Friday, October 12, 2012
Integrated DCS and SIS or Isolated Systems
|| Found it worth Sharing ||
ISA- InTech Article
My Conclusion-
Which systems are better?
The original separate Safety
Instrumented Systems where the logic solver is totally different or the
integrated version, where the same system has two different kinds of
controllers/logic solvers-one type for the BPCS and another type for the SIS?
Note that the integrated SIS DCS does not imply that it is one
common system, it is just integrated for ease of use an convenience.
Thus the configuration software may
have different types of logic blocks, some meant exclusively for use in safety
functions, whereas other can be used in the normal BPCS functions. If the logic
solvers/ controllers need to communicate with other logic solvers, then it has
to be over a "safety bus".
Thus the integrated system is not
really totally integrated, but is much more close knit than the earlier totally
standalone systems.
Only time will tell us which system is
better. There were fears amongst a section of the community that a single
common cause failure could knock out both systems, but these seem to be
unfounded for the moment.
_____________________________________________
Integrated DCS and SIS
The right solution improves plant availability, safety
Fast
Forward
·
Advanced digital technology makes it possible to combine
process control and safety instrumented functions within a common automation
infrastructure while ensuring regulatory compliance.
·
The most reliable approach to control and safety system
integration maintains principles of segregation, with safety and control
strategies developed by different groups using dedicated methods.
·
Operational integration based on the separation principle
offers better support for plant life-cycle management.
|
By Johan School and Erik de Groot
Today’s industrial organizations face a host
of operational challenges. Ensuring the safety of personnel, equipment, and the
environment are priorities for every facility. At the same time, plants must
find ways to increase process efficiency, availability, and throughput—helping
to improve their overall business performance.

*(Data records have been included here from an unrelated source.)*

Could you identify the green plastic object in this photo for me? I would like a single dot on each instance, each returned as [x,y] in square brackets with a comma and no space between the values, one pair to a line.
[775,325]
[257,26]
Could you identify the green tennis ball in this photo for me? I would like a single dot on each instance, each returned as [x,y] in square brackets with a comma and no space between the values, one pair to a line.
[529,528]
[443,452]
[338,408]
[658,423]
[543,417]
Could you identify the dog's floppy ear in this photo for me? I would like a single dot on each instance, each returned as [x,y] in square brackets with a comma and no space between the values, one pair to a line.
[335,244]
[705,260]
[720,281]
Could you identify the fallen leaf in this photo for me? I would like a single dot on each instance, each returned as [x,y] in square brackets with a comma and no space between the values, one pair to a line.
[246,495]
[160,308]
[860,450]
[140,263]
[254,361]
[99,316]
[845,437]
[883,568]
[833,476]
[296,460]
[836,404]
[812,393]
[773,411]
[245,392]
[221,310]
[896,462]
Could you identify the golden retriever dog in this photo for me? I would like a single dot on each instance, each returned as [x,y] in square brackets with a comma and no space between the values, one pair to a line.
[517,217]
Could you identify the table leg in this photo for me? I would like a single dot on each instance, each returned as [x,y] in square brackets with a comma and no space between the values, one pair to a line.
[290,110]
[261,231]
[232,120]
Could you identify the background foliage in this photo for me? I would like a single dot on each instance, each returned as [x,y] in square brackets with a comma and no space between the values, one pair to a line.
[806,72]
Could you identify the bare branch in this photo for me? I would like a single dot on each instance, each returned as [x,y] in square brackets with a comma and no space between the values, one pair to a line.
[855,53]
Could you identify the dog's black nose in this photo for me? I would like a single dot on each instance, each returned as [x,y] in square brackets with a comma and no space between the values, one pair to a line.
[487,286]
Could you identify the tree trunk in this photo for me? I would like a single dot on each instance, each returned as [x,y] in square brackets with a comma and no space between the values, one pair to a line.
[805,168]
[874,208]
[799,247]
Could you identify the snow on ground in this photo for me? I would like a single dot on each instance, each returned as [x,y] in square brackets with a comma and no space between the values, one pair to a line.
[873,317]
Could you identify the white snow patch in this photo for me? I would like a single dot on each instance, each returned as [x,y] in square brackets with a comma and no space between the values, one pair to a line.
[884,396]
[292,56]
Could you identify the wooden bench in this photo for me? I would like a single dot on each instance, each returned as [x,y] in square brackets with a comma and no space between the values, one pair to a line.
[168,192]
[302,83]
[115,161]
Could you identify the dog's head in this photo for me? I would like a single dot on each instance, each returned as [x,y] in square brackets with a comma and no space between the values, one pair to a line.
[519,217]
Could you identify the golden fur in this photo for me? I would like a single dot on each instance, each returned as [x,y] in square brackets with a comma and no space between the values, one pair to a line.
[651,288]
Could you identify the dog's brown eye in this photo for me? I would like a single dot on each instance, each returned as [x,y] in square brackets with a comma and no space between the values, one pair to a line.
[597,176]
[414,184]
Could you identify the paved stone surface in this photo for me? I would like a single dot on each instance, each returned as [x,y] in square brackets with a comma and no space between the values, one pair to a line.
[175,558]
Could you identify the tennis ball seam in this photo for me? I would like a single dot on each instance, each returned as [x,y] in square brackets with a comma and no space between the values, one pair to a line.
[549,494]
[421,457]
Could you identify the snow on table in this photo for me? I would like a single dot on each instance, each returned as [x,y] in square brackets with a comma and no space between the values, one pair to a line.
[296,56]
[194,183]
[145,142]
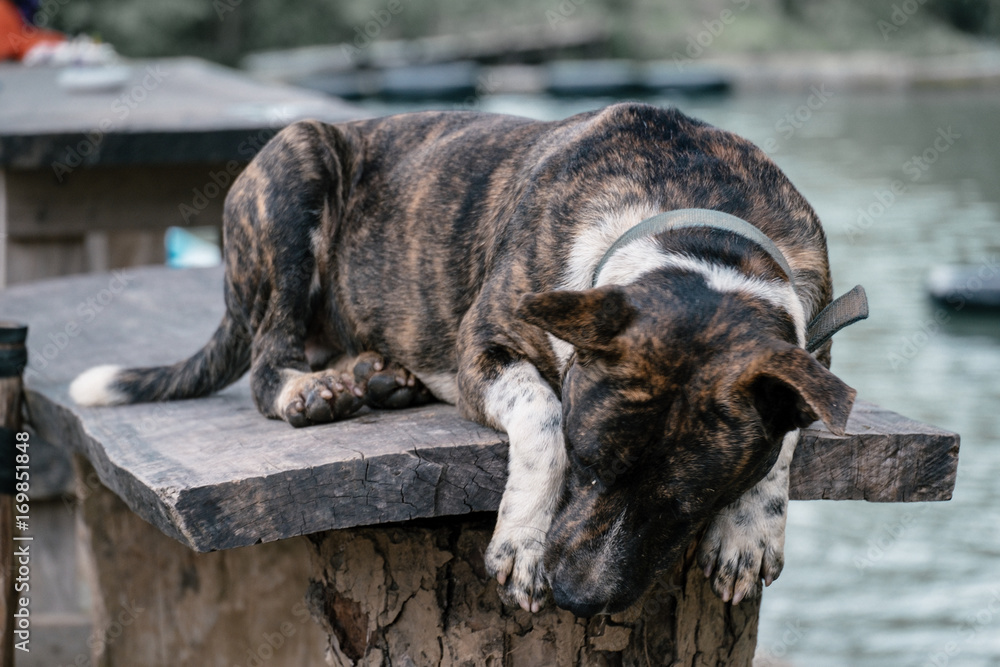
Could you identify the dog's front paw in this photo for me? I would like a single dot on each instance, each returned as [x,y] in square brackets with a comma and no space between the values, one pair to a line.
[318,398]
[387,384]
[739,549]
[514,558]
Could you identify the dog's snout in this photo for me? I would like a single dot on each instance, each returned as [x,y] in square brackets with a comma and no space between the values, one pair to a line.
[569,597]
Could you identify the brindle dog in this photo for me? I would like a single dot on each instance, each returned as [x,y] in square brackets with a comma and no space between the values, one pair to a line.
[377,260]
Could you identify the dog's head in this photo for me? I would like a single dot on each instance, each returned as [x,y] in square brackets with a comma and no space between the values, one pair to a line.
[672,408]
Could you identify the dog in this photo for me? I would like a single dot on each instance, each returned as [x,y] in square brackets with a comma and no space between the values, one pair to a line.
[650,394]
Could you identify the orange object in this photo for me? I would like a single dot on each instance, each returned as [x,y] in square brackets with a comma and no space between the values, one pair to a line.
[18,37]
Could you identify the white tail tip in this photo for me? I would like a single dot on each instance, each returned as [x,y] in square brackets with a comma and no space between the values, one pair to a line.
[95,387]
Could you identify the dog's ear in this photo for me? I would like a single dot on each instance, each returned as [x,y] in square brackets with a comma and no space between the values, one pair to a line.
[790,390]
[590,319]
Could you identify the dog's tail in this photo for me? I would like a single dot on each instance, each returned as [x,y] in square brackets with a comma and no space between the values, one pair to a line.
[221,362]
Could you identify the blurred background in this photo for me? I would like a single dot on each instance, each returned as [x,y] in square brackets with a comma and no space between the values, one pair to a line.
[885,114]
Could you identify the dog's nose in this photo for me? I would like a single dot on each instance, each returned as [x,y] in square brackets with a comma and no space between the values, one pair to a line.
[576,601]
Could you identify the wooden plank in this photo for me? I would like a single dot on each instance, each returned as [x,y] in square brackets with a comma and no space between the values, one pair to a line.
[215,475]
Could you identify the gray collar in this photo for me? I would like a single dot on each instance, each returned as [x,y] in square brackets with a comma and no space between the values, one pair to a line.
[843,311]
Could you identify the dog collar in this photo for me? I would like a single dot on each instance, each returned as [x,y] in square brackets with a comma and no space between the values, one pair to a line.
[841,312]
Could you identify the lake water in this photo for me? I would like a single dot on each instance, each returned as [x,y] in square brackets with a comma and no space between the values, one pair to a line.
[896,584]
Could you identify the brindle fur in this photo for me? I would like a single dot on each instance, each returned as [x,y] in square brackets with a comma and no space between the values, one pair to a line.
[419,236]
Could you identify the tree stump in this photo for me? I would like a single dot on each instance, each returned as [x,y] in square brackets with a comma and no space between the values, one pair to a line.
[157,603]
[417,594]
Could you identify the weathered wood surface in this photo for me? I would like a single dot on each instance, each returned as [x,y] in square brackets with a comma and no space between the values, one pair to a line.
[156,603]
[171,111]
[215,475]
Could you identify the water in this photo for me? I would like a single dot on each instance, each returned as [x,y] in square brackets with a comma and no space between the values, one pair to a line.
[898,584]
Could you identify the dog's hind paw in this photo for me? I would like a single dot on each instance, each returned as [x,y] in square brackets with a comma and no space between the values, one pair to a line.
[318,398]
[514,558]
[387,384]
[738,551]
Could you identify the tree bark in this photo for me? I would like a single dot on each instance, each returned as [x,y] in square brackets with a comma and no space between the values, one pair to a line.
[417,594]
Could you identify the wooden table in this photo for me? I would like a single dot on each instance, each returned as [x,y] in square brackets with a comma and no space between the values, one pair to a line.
[394,506]
[90,180]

Manufacturers employ varied approaches to
interfacing their plant’s Distributed Control System (DCS), Programmable Logic
Controller (PLC), or relay system with the Safety Instrumented System (SIS).
The primary function of a DCS or PLC is to hold specific process variables to
predetermined levels in a dynamic environment, while a SIS is a static system
that takes action when a process is out of control and the control system is
unable to operate within safe limits.
Due to the costs associated with maintaining
separate engineering, operation, and maintenance infrastructure for control and
safety systems, many companies are now considering a more integrated
architecture.
Background
In 1998, the International Electrotechnical
Commission (IEC) published IEC 61508, “Functional safety of
electrical/electronic/programmable electronic safety-related systems.” This
document set the standards for safety-related system design of hardware and
software. IEC 61508 is a generic functional safety standard, providing the
framework and core requirements for sector-specific standards. These include
IEC 61511: 2003, “Functional safety: Safety instrumented systems for the
process industry sector,” a three-part series of standards that provides
good engineering practices for the application of SIS technology in the process
sector.
ANSI/ISA-84.00.01 was issued as the U.S.
For existing safety instrumented systems (SIS)
designed and constructed in accordance with codes, standards, or practices
prior to the issuance of this standard (e.g., ANSI/ISA-84.01-1996), the
owner/operator shall determine and document that the equipment is designed,
maintained, inspected, tested, and operated in a safe manner.
The European standards body, CENELEC, has adopted
the standard as EN 61511. This means in each of the member states of the
European Union, the standard is published as a national standard.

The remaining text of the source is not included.